On Wednesday, 27 August 2014 at 01:51:54 UTC, Nick Sabalausky
wrote:
On 8/25/2014 6:14 PM, Idan Arye wrote:
On Monday, 25 August 2014 at 16:40:10 UTC, Jonathan Marler
wrote:
Hello everyone,
I've been working on SDL support for DUB and wanted to get
some
people's opinions on whether we should really use SDL. I've
posted my
thoughts here:
http://forum.rejectedsoftware.com/groups/rejectedsoftware.dub/thread/2263/
You said that "The standard way to read a dub package
description is to
use the output of "dub describe", not to parse dub.json
directly", but
what about tools that *write* to dub.json?
...They *continue* writing to dub.json just as before?
I don't see the problem. "dub describe" isn't going to
magically start failing just because it was a machine that
wrote to dub.json instead of a human.
You did catch the part where people keep saying that support
for JSON is *not going anywhere*, right?
> Currently, if an IDE wants to
use DUB behind the scenes as it's build system it can parse
dub.json and
modify it as it wishes, and that should even work if someone
modified
dub.json by hand. But what if someone modifies dub.json by
hand and adds
ASON stuff to it?
Again, use "dub describe" to read the data, then write to
"dub.{whatever}".
> I think we need a command like `dub normalize` that'll
"dub describe"
convert the dub.json file into a pure JSON file
"dub describe"
>that has exactly the
same data, so IDEs could call it before loading dub.json.
I don't see the problem.
`dub describe` does not give you a normalized version of
"dub.json". It gives you something else:
$ dub init
Successfully created an empty project in '/tmp/dub-test'.

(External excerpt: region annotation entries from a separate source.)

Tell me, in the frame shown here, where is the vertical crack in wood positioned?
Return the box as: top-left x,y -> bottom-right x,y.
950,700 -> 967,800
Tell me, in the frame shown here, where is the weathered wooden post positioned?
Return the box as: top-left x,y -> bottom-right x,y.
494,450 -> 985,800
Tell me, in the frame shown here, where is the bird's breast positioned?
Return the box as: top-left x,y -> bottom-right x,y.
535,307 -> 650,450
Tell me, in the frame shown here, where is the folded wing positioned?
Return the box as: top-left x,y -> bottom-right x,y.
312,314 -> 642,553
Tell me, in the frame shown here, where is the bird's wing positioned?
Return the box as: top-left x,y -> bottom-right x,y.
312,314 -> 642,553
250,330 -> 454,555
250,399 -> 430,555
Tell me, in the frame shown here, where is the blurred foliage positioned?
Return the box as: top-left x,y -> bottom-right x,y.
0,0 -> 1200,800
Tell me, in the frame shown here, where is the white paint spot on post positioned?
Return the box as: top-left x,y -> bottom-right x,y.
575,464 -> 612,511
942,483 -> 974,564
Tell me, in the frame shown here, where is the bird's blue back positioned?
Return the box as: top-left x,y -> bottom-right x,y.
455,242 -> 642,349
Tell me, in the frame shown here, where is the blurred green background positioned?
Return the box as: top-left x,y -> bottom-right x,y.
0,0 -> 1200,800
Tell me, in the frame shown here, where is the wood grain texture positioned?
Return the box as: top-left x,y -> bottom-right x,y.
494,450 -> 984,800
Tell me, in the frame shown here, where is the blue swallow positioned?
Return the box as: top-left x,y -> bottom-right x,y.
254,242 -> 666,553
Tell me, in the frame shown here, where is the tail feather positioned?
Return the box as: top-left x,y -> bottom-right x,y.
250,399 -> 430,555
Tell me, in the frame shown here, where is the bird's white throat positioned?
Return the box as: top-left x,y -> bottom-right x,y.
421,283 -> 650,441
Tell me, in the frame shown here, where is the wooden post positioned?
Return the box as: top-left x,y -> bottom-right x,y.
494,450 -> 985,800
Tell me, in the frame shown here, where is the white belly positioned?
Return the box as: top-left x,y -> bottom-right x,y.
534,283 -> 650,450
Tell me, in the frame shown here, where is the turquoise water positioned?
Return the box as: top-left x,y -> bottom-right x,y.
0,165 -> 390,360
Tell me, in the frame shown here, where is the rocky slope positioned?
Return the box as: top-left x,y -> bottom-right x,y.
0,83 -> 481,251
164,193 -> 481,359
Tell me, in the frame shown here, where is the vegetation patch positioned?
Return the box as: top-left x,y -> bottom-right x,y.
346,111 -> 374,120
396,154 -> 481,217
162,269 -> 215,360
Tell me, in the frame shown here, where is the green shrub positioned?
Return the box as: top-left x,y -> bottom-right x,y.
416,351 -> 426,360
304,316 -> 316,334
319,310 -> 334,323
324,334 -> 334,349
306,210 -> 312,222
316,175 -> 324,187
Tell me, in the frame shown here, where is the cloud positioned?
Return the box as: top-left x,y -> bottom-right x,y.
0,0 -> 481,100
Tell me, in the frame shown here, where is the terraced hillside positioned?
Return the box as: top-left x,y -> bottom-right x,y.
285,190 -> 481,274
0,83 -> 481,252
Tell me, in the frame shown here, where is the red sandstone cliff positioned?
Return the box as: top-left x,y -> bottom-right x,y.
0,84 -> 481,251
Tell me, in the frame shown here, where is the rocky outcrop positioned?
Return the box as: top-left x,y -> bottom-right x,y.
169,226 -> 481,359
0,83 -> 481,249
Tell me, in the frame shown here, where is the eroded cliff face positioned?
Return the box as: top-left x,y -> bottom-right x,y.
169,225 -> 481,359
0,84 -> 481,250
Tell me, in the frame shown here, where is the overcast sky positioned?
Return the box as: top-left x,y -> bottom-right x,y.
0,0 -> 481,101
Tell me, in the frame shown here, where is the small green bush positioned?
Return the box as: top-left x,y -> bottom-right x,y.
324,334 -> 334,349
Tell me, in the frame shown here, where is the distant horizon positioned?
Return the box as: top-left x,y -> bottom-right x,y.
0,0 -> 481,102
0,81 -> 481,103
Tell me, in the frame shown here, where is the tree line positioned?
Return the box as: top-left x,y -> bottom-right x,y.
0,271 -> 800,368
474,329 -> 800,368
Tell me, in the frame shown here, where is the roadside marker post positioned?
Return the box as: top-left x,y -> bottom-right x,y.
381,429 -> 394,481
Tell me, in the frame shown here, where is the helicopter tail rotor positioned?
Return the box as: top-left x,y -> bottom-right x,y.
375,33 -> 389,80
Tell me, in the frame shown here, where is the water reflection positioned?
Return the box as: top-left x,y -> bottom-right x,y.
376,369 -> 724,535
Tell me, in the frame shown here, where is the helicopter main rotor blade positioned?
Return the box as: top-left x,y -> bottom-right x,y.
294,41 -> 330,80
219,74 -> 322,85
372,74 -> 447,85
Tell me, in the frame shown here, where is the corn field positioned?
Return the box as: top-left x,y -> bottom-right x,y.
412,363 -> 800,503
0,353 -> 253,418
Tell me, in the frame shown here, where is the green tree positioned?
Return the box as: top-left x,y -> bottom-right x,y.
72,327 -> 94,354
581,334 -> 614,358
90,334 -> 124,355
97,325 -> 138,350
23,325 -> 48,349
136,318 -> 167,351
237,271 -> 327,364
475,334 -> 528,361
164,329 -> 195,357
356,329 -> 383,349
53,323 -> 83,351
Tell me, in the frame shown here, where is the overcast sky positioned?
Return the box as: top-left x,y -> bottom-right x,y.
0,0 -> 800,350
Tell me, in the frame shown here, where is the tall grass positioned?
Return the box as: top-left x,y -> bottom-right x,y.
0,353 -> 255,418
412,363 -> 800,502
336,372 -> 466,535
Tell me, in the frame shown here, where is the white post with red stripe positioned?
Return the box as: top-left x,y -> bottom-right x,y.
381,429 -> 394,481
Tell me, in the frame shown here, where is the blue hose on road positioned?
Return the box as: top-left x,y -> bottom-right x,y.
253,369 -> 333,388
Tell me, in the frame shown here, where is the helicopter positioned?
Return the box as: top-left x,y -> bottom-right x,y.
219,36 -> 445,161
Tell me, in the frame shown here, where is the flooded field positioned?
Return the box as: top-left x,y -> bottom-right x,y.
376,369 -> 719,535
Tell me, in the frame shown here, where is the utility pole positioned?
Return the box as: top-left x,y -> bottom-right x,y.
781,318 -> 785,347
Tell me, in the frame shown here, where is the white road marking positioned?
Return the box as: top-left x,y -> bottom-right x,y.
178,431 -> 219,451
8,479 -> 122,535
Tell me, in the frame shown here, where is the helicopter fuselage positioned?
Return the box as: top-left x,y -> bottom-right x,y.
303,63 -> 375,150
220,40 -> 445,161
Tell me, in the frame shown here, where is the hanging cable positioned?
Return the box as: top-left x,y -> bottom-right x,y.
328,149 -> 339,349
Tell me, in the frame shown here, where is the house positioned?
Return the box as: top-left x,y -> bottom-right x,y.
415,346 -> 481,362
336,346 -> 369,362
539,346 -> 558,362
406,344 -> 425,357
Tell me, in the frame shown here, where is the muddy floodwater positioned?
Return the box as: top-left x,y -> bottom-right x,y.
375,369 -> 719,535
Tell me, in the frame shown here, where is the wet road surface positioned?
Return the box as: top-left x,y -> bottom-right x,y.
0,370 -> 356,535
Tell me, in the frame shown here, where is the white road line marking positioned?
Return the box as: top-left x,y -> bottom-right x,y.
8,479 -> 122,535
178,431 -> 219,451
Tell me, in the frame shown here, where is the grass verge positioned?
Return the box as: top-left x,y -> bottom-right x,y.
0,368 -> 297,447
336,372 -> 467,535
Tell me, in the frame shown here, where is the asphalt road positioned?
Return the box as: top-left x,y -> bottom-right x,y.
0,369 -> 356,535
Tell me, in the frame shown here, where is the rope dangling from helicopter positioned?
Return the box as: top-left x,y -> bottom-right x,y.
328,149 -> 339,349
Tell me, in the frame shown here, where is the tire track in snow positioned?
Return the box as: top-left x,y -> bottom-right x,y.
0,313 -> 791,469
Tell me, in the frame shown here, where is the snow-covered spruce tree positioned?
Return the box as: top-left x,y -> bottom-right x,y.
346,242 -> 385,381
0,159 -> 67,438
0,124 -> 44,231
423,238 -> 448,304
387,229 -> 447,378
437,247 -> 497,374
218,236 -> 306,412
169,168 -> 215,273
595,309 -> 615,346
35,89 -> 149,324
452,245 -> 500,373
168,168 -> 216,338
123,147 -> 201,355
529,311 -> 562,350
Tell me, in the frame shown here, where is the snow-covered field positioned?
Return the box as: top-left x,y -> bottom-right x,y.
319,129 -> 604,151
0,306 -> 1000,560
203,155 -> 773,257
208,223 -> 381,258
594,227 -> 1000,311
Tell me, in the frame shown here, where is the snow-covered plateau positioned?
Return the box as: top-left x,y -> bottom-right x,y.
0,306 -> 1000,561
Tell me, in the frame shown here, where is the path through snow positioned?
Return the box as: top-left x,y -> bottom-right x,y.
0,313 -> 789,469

$ dub describe > dub.json.new
$ mv dub.json.new dub.json
$ dub describe
Error executing command describe: Got .name of type undefined -
expected string.
Sure, the data to build a new "dub.json" is in there - after all,
all the data DUB can provide is in there. But that's the problem
- *all* the data DUB can provide is in there. That includes data
from downloaded dependencies, system data, (possibly) local
configuration data and anything can be added in the future.
That's the point of `dub describe` - query for anything DUB can
tell you and let the user pick what they need.
Even if the result of `dub describe` were valid for "dub.json",
you wouldn't want to put all that data in the project's
build-file! You want to be able to put "dub.json" under source
control and for that it must only contain information about the
project - not about the specific configuration of the machine of
the last developer who happened to run `dub describe` and
overwrite "dub.json".
`dub describe` is perfect for automated tools that want to query
DUB, but it's not a solution for tools that need to modify it.